3. To me, expanding a hobby means growing it into a revenue or happiness generating venture – Golf is out. While I wish I could just shut it all off and be content doing things for the simple pleasure in them, that is not how I'm wired.
a. I started beekeeping as a hobby three years ago. This hobby is now Country Road Bees. Will the honey the bees produce allow me to purchase a used Russian megayacht? No, but it is a net positive revenue stream.
b. Whilst I may never farm 5,000 acres of corn, we just finished planting citrus trees into our Citrus in the Snow greenhouse and were eating fresh greens, broccoli, cauliflower, carrots, and beets in early March when the ground outside was still frozen. Is there a market for these fresh crops in the cold Nebraska winter? We will see.
c. Teaching was the most rewarding part of my time in academia. I’m a good fly fisher, even above average, but not great. I am better that someone that has never held a rod and enjoy teaching new folks how to fly fish, tie flies, read a river, and find out what Zen really means. So yes, I will teach anyone that asks what I know about fly fishing, beekeeping, or any other hobby. Golfing is all about the beer cart.

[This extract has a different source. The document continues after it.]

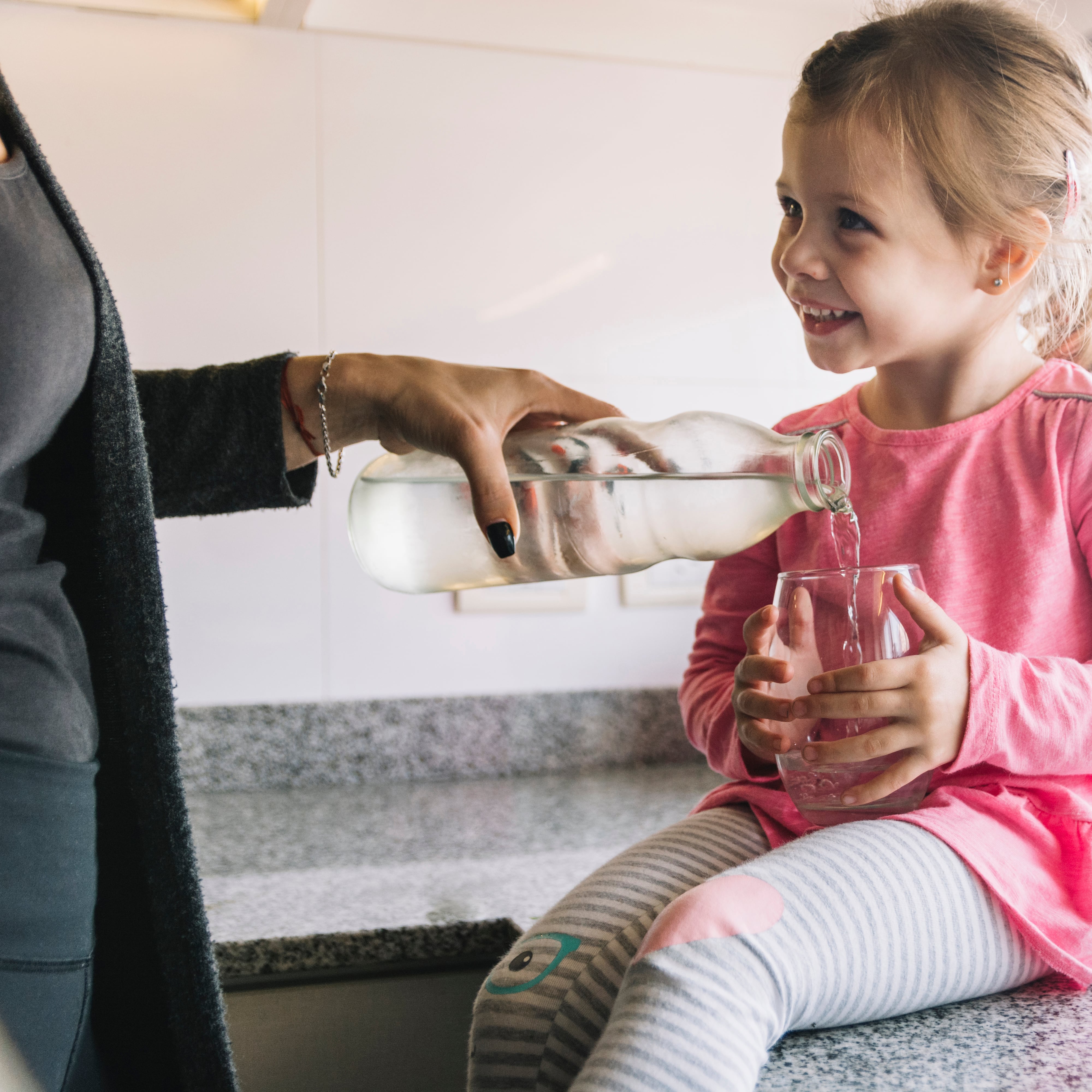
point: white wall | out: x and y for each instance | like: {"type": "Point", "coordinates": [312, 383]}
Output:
{"type": "Point", "coordinates": [253, 189]}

Well, given the first draft of my first blog post was five times longer, I’ve done what I can to learn the internet version of good writing (see, there is something to learn everywhere). Hopefully I’ve provided enough information in an enjoyable style to bring you back and follow along with my Unboard Retired Guy blog posts. Who knows, perhaps I’ll learn how to vlog.
There's always a fresh pot of coffee on the farm. Stop by for a cup.